Today I attended two tech events at MIT in Cambridge, MA that coincidentally aligned on the same day.

So much of my time this past year building Sonian has been working with a virtually distributed workforce across multiple timezones. We leverage the many great hosted workspace tools and real-time chat to stay in sync, and keep the communication flowing. So it’s refreshing to get out of the virtual and into the 3-d physical world for some good old-fashioned idea sharing.

This morning I attended the MIT Enterprise Forum’s “Fireside Chat” with Ann Winblad, co-founding partner of Hummer Winblad Venture Partners.

Some interesting ideas flowed from this discussion. There was a lot of validation from the investor community about the role of software as a service (SaaS) to solve mid-market IT problems. Sonian’s built on this premise, and we know we’re on the right path to big time successes. The amount of innovation coming from the SaaS providers is quickly eclipsing the traditional installed software vendors. You can see this trend looking at the attendees for two recent developer conferences. Salesforce.com’s “Dreamforce” developer conference and Intel’s developer conference occurred at the same time in adjacent venues. These events by their very core nature cater to different audiences, so it wasn’t a problem to deice which event to attend. Your either in one camp or another.

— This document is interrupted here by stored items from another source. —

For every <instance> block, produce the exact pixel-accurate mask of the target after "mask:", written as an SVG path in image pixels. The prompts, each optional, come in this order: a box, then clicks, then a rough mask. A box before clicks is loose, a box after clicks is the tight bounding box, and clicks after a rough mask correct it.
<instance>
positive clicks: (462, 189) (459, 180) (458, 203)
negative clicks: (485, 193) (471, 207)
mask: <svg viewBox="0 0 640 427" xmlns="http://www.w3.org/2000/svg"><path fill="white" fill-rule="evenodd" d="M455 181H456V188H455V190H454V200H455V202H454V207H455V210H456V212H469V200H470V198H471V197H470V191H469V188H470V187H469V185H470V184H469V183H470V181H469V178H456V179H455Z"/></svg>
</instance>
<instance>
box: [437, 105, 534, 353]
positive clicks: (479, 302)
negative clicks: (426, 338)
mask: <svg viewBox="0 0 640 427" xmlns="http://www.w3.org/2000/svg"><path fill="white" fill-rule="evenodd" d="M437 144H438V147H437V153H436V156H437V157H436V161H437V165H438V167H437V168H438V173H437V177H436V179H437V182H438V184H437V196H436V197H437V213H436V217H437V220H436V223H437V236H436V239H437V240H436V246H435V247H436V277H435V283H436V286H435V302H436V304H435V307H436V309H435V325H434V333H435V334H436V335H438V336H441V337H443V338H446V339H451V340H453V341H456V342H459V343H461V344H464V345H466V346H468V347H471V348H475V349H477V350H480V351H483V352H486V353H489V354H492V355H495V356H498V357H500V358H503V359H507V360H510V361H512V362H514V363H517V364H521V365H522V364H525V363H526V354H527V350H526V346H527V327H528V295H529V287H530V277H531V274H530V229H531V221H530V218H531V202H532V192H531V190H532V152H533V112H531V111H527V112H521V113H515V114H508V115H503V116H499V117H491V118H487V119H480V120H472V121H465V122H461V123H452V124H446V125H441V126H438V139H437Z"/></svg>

Salesforce attracted seven thousand people interested in developing applications on the Salesforce hosted platform. Intel attracted five thousand developers wanting to know all about the latest in writing code for Intel CPUs. I thought this was a very interesting and note-worthy observation. I’m saving more discussion on this topic for future blog posts.

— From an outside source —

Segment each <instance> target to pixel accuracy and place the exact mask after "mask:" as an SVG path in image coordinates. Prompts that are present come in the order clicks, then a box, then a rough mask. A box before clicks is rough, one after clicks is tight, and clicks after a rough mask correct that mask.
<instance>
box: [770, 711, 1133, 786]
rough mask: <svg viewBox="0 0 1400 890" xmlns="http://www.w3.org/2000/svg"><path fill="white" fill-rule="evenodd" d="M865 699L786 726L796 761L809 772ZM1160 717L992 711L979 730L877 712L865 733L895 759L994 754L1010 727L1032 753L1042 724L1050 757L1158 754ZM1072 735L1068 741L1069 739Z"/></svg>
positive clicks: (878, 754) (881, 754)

The second event was an Amazon Web Services (AWS) five-hour mini boot camp on working with their various web services. I was really looking forward to this event in order to meet many Amazon Web Services executives that I only knew by email and phone. Although we have been using their services for many months now, any time an opportunity is available to make in-person connections with a valued business partners should be taken advantage of.

Amazon’s Web Services business unit (AWS) is a bit of an enigma for most who haven’t been following the latest SaaS trends. AWS operates almost like a separate entity from the larger e-commerce operations. AWS is creating discreet web service building blocks (storage, compute, queuing) out of core Amazon technology that has been tested in real-time, real-world conditions. These building blocks can be used to create an infinite number of technology solutions to solve critical business problems.

These building blocks are like natural resources that can be harnessed to solve IT problems more elegantly and cost effectively for both the customer and the service provider. It’s a Win Win situation. The solutions launched from the AWS environment can be targeted at any audience, whether it be social networking, media management, or enterprise IT.

The next wave of enterprise IT innovation will be built on these types of scalable, reliable platforms.

Sonian has created a digital content archive platform with the AWS modules and we are using this platform to solve the near-term email archive problem, while also planning to offer archiving for IM, SharePoint, wiki’s, blogs and file systems. Sonian is the durable search able enterprise repository.

Future blog posts will expand on AWS and the benefits of using grid computing to manage archival data.